AMD Xfire doesn't work/scale nearly as well as SLI. Also, SLI is more beneficial than Xfire because NVidia is hampered by low bandwidth but high stock speeds. SLI aleviates that issue and the faster clock speeds make SLI scale much better. 850/1200 @ 512Bit VS 1100/1500 @ 384 Bit 512 bit won't help rly much at all over 384 bit at this range.
That is a myth, that's not how Crossfire/SLI work.
Textures and shaders need to be loaded on both buffers at the same time, so the active buffer of 2 256 bit cards in SLI/XFires isn't 512, it remains 256.
Same thing with the 650 Ti boost cards, the active memory buffer will remain 192bit because the memory load doesn't split between the cards, it actually doubles because the same load needs to go into both cards.

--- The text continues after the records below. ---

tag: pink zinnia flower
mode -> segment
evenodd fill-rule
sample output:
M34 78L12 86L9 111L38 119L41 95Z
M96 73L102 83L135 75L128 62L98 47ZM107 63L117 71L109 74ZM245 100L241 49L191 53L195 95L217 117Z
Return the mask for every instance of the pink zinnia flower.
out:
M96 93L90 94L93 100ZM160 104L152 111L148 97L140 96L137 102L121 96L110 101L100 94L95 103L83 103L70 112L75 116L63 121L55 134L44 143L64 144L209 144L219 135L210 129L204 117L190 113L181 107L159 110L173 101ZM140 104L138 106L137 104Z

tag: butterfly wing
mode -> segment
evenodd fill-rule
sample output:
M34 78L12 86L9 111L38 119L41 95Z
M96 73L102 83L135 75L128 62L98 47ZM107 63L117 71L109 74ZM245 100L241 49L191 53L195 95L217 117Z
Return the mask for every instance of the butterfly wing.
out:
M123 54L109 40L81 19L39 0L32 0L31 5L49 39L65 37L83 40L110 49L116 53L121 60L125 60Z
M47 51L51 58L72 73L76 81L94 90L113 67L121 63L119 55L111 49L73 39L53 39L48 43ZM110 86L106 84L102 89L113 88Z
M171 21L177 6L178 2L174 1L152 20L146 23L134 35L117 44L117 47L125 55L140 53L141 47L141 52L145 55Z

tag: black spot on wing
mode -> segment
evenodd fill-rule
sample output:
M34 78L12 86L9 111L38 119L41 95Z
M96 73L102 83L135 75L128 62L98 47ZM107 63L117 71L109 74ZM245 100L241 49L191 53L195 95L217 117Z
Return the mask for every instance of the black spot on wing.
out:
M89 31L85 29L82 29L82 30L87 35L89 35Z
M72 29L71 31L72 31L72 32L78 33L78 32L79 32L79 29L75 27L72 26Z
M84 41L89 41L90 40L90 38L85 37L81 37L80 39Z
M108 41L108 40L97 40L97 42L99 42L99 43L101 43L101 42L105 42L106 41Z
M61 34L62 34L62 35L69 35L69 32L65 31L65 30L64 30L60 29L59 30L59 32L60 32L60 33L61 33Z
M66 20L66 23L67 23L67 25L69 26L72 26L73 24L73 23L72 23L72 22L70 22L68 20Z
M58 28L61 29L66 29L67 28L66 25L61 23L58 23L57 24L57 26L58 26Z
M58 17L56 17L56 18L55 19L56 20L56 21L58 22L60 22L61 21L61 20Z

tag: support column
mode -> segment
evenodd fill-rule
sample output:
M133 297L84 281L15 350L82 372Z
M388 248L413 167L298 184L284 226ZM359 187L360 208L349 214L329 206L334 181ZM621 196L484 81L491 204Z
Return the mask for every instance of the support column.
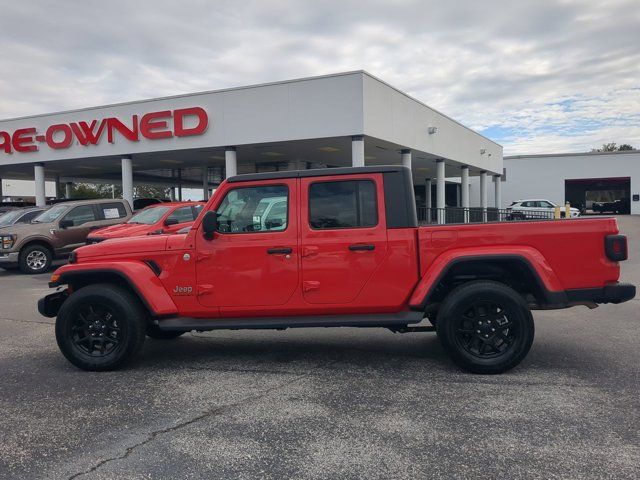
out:
M493 181L495 182L495 204L496 208L499 210L502 208L502 175L494 175ZM498 214L498 218L500 215Z
M487 221L487 172L480 172L480 207L482 207L482 221Z
M402 157L402 166L411 168L411 150L408 148L403 149L400 156Z
M436 208L439 224L445 223L444 166L444 160L436 160Z
M209 200L209 167L202 167L202 198Z
M56 191L56 198L60 198L60 175L56 174L55 177L55 191Z
M227 147L224 150L224 167L226 170L226 178L234 177L238 174L238 155L236 147Z
M351 166L364 167L364 137L362 135L351 137Z
M133 210L133 163L131 157L122 157L122 198Z
M44 207L47 204L44 184L44 165L36 163L33 166L33 180L36 184L36 207Z
M427 220L427 223L431 223L431 186L433 185L433 182L431 181L430 178L425 179L425 207L427 208L427 214L425 219Z
M469 167L460 170L460 206L464 212L464 223L469 223Z

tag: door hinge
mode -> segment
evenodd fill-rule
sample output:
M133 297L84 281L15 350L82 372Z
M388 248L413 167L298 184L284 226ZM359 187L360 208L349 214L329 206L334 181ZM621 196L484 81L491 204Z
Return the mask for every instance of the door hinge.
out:
M313 255L317 255L318 254L318 250L319 250L319 248L316 247L316 246L302 247L301 256L302 257L311 257Z
M211 295L213 293L213 285L198 285L198 296Z
M198 255L196 255L196 262L202 262L203 260L211 257L211 255L213 255L213 252L198 252Z
M313 290L320 290L320 282L315 280L307 280L302 282L302 291L311 292Z

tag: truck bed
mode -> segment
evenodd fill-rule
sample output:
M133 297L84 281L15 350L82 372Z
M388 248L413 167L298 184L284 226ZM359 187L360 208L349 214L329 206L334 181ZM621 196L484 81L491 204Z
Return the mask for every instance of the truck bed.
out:
M552 291L603 287L617 281L618 262L604 255L614 218L513 221L418 227L420 276L468 253L525 255Z

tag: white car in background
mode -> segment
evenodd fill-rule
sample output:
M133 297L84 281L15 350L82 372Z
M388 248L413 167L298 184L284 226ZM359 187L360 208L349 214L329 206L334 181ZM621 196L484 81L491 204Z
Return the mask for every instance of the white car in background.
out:
M565 217L564 205L556 205L549 200L543 198L531 198L526 200L516 200L507 207L507 216L511 220L520 220L525 218L553 218L556 206L560 207L560 217ZM580 210L571 207L571 218L580 216Z

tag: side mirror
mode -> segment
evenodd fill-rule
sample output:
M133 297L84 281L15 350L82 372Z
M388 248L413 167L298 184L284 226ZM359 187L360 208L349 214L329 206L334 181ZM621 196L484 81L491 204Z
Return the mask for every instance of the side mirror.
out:
M264 226L267 230L271 230L272 228L278 228L282 226L282 220L278 220L278 219L267 220L266 222L264 222Z
M207 240L213 240L213 234L218 230L218 212L209 210L202 217L202 233Z

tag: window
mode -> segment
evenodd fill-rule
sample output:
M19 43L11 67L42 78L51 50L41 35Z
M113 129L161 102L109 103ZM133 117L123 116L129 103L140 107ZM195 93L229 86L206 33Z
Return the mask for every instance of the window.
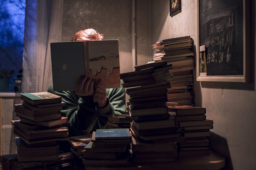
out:
M22 69L25 7L25 0L0 1L0 70L14 70L13 79Z

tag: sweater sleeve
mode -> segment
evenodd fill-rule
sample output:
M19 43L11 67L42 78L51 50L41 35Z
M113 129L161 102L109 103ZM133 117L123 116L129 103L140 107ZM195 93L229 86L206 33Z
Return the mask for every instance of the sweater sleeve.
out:
M80 98L74 91L49 91L60 96L66 103L61 110L61 116L68 118L67 127L70 136L89 134L97 119L96 104L93 96Z
M120 114L125 111L125 89L108 89L108 105L104 108L96 107L99 124L101 129L108 124L108 117Z

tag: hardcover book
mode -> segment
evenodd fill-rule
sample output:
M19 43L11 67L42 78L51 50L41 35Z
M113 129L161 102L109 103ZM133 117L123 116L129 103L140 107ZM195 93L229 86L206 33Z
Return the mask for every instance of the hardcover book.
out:
M130 139L131 135L128 128L97 129L95 140Z
M120 88L118 40L52 42L51 55L55 91L75 91L84 74L106 88Z
M20 94L20 99L32 105L61 103L61 97L47 91Z

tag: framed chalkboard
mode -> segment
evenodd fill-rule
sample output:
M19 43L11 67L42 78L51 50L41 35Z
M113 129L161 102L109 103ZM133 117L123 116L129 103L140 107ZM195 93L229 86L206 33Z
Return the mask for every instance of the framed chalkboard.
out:
M197 80L249 82L250 0L198 3Z

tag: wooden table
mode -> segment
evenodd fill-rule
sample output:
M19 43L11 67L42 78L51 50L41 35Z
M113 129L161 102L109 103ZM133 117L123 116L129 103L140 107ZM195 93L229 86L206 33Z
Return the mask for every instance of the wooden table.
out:
M225 158L212 150L205 156L179 157L177 162L152 164L133 164L131 167L87 167L86 170L220 170L225 167Z

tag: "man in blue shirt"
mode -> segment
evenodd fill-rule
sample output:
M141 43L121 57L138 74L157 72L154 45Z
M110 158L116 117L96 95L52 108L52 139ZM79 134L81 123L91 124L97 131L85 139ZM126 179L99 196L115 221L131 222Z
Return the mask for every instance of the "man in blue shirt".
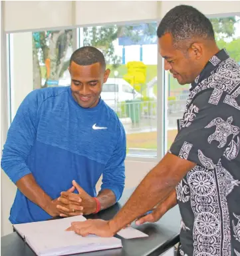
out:
M69 71L70 87L30 93L8 131L1 167L18 189L13 224L88 215L122 195L126 135L100 96L110 73L104 57L94 47L80 48Z

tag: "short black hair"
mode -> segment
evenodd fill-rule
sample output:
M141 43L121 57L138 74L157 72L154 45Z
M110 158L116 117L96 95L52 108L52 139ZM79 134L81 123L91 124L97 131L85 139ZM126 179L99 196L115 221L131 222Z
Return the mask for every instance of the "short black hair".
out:
M157 35L160 38L166 33L172 34L176 45L194 37L215 40L209 19L189 5L176 6L166 13L158 26Z
M106 69L105 58L102 53L92 46L84 46L76 50L70 59L72 61L81 66L87 66L99 63L104 69Z

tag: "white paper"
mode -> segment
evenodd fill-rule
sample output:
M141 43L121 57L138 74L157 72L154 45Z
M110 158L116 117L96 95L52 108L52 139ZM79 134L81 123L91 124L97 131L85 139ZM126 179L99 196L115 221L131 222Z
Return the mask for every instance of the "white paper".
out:
M94 235L81 237L74 231L66 231L73 221L84 221L82 216L17 224L14 227L25 237L37 255L66 255L79 253L122 247L116 237L99 237Z
M130 239L132 238L137 237L148 237L148 235L132 227L128 227L126 229L123 229L118 232L118 235L124 238L125 239Z

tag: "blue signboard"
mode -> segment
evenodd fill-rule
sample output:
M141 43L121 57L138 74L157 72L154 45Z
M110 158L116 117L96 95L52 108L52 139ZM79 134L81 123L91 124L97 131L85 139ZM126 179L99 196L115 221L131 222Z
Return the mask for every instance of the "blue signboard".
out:
M147 33L144 32L147 31L147 25L142 24L138 26L134 26L133 28L134 31L138 31L138 35L139 40L136 41L133 41L129 37L118 37L118 45L122 46L133 45L156 45L158 43L157 33L154 35L147 35Z

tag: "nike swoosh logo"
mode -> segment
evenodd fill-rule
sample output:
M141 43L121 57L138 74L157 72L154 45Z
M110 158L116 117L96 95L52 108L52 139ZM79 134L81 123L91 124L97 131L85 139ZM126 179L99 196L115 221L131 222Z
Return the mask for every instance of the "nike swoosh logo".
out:
M92 125L92 129L94 130L101 130L102 129L108 129L107 127L99 127L98 126L96 126L96 123L94 123L93 125Z

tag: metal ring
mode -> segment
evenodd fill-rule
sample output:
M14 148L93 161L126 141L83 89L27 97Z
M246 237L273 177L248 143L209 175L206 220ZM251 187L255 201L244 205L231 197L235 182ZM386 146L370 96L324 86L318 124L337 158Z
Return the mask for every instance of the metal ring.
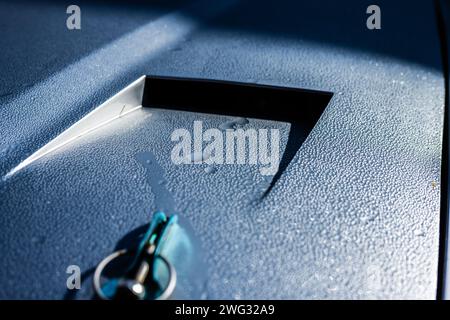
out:
M110 254L109 256L104 258L98 264L97 268L95 269L94 278L93 278L94 290L101 299L109 300L109 297L107 297L103 293L103 290L102 290L102 287L100 284L100 278L101 278L103 270L109 263L111 263L111 261L113 261L116 258L123 256L127 253L128 253L128 250L126 250L126 249L122 249L122 250L113 252L112 254ZM170 295L173 293L173 291L175 290L175 286L177 284L177 273L175 271L174 266L166 258L164 258L161 255L157 255L157 256L155 256L155 258L161 259L162 262L164 262L164 264L166 265L167 270L169 271L169 282L167 283L167 286L163 290L163 292L158 297L156 297L155 300L167 300L170 297Z

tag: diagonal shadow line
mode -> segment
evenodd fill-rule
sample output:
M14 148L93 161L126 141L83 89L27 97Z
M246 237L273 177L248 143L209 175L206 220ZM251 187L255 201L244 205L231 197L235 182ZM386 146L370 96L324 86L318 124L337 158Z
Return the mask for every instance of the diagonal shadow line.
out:
M302 134L301 130L302 126L298 122L292 122L291 128L289 130L288 141L286 143L286 148L284 149L284 153L281 157L280 164L277 172L273 176L270 181L269 187L264 191L264 194L261 196L261 200L267 197L267 195L272 191L275 184L280 180L282 174L286 171L287 167L291 163L292 159L294 159L297 151L300 149L301 145L305 141L306 137Z

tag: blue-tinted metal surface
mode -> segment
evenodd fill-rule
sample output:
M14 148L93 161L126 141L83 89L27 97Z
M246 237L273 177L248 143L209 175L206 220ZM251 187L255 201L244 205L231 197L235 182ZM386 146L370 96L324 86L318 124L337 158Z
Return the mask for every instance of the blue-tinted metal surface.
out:
M262 201L257 167L172 164L175 128L230 120L192 113L137 111L3 179L1 298L88 298L90 270L148 222L157 194L203 246L204 298L436 297L445 88L432 3L378 1L382 29L369 31L367 1L135 3L129 20L95 2L73 32L64 4L15 3L0 4L2 177L142 74L334 95ZM249 121L284 146L287 124ZM72 264L86 280L68 295Z

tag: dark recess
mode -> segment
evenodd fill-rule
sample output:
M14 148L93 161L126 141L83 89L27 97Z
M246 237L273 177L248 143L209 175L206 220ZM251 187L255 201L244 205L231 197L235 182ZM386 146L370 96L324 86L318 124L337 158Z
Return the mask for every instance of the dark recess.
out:
M147 76L142 105L290 123L286 150L265 196L294 158L332 95L230 81Z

Crossfire and SLI scaling depends largely on the game and this is evidently clear in Linus's Titan review as the SLI 660 Ti setup failed completely in one game while the Asus Ares II failed in another game.
Numerous reviews also show that two 7970 Ghz edition cards in crossfire generally outperform 2 GTX 680s in SLI.
Scaling in SLI isn't generally bad nor is Crossfire scaling generally bad , each is just not as good in some games as the other.